Hardt was first elected to the Bundestag in the 2009 federal election, representing Solingen – Remscheid – Wuppertal II. He served on the Defense Committee (Verteidigungsausschuss) and the Committee on the Affairs of the European Union between 2009 and 2015 before moving to the Committee on Foreign Affairs.

In addition to his committee assignments, Hardt was a member of the German-Israeli Parliamentary Friendship Group and of the German delegation to the NATO Parliamentary Assembly. He was also a substitute member of the German delegation to the Parliamentary Assembly of the Council of Europe (PACE) from 2014 until 2021, where he served on the Committee on Political Affairs and Democracy (2016–2021), the Sub-Committee on External Relations (2018–2021) and Sub-Committee on Culture, Diversity and Heritage (2014–2015).

In April 2014, Hardt succeeded Philipp Mißfelder as Coordinator of Transatlantic Cooperation at the Federal Foreign Office in the third cabinet of Chancellor Angela Merkel, an office he held until April 2018.
Following Mißfelder’s death in July 2015, he also took over as foreign policy spokesperson of the CDU/CSU parliamentary group and has held this position ever since (as of December 2025).
In the negotiations to form a coalition government under the leadership of Chancellor Angela Merkel following the 2017 federal elections, he was part of the working group on foreign policy, led by Ursula von der Leyen, Gerd Müller and Sigmar Gabriel. Between 2014 and 2018 Hardt was the government's coordinator for transatlantic cooperation at the Federal Foreign Office.
He lost his direct mandate in 2021 German federal election and gained a Bundestag seat via the party list.

In the 20. legislative period he served on the Committee on Foreign Affairs and as deputy on the Committee on the Affairs of the European Union (Ausschuss für die Angelegenheiten der Europäischen Union) as well as the Sub-Committee on the United Nations, International Organizations and Civil Crisis Prevention.

==Other activities==
- German Israel Association, Member of the Board (since 2022)
- German Institute for International and Security Affairs (SWP), Member of the Council
- German Council on Foreign Relations (DGAP), Member of the Steering Committee

==Political positions==
In June 2017, Hardt voted against naming same-sex civil unions marriages. same-sex marriage. Ahead of the Christian Democrats’ leadership election in 2018, he publicly endorsed Annegret Kramp-Karrenbauer to succeed Angela Merkel as the party’s chair.

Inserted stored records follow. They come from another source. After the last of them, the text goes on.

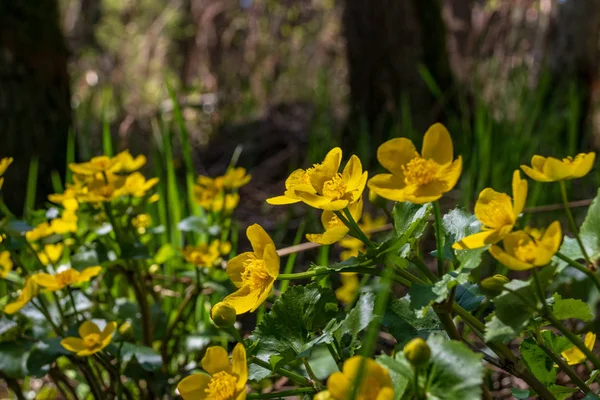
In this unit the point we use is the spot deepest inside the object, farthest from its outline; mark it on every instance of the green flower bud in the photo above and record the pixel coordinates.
(223, 315)
(494, 285)
(417, 352)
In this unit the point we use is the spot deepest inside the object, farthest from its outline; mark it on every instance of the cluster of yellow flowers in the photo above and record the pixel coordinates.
(220, 194)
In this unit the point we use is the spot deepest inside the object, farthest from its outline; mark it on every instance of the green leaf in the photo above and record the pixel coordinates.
(570, 308)
(293, 320)
(459, 223)
(538, 361)
(42, 354)
(13, 358)
(404, 324)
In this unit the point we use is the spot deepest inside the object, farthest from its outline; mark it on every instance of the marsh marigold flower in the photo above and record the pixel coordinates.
(6, 263)
(376, 382)
(29, 291)
(4, 163)
(253, 272)
(575, 356)
(225, 380)
(203, 255)
(68, 277)
(528, 249)
(418, 178)
(498, 214)
(91, 339)
(322, 186)
(550, 169)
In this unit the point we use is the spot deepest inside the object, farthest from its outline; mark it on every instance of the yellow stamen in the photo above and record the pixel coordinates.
(221, 387)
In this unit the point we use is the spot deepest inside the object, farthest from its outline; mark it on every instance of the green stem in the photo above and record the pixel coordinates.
(563, 193)
(299, 379)
(438, 237)
(581, 268)
(562, 364)
(278, 395)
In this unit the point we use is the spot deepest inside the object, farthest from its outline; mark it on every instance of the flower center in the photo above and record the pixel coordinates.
(420, 171)
(222, 386)
(526, 251)
(92, 340)
(335, 188)
(255, 274)
(67, 277)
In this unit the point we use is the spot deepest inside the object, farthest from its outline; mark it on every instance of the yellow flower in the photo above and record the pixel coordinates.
(91, 339)
(29, 291)
(574, 355)
(4, 163)
(551, 169)
(376, 383)
(203, 255)
(101, 164)
(322, 186)
(349, 289)
(418, 178)
(235, 178)
(523, 251)
(39, 232)
(6, 263)
(66, 278)
(253, 273)
(497, 213)
(226, 380)
(335, 229)
(127, 163)
(51, 253)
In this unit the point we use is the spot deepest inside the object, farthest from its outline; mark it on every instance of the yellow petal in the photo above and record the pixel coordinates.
(583, 164)
(437, 145)
(556, 170)
(396, 153)
(193, 387)
(89, 273)
(216, 360)
(388, 186)
(323, 172)
(282, 200)
(519, 193)
(88, 328)
(509, 261)
(73, 344)
(494, 209)
(259, 238)
(235, 267)
(239, 366)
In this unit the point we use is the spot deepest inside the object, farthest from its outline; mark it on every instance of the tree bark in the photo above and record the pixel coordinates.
(386, 41)
(35, 110)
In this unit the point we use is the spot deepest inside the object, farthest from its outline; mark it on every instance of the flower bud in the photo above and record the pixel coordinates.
(417, 352)
(493, 285)
(223, 315)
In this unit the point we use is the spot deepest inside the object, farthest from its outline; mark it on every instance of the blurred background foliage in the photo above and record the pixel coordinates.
(287, 80)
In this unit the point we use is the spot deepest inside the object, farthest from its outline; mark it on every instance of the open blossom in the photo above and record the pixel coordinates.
(322, 186)
(529, 248)
(418, 178)
(376, 382)
(68, 277)
(575, 356)
(91, 339)
(253, 272)
(225, 380)
(550, 169)
(498, 213)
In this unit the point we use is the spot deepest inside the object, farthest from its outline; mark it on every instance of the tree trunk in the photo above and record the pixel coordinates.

When German federal prosecutors accused the Russian government in 2020 of ordering the killing of a former Chechen rebel in Berlin and indicted a Russian man for the murder, Hardt called for further sanctions against Russia.

Ever since the Russian invasion in Ukraine Jürgen Hardt has demanded the delivery of heavy weapons to the Ukrainian government.
Prior to the invasion, he was in favour of equipping the Ukrainian military with defensive weapons and a more decisive stance against Russia's aggression.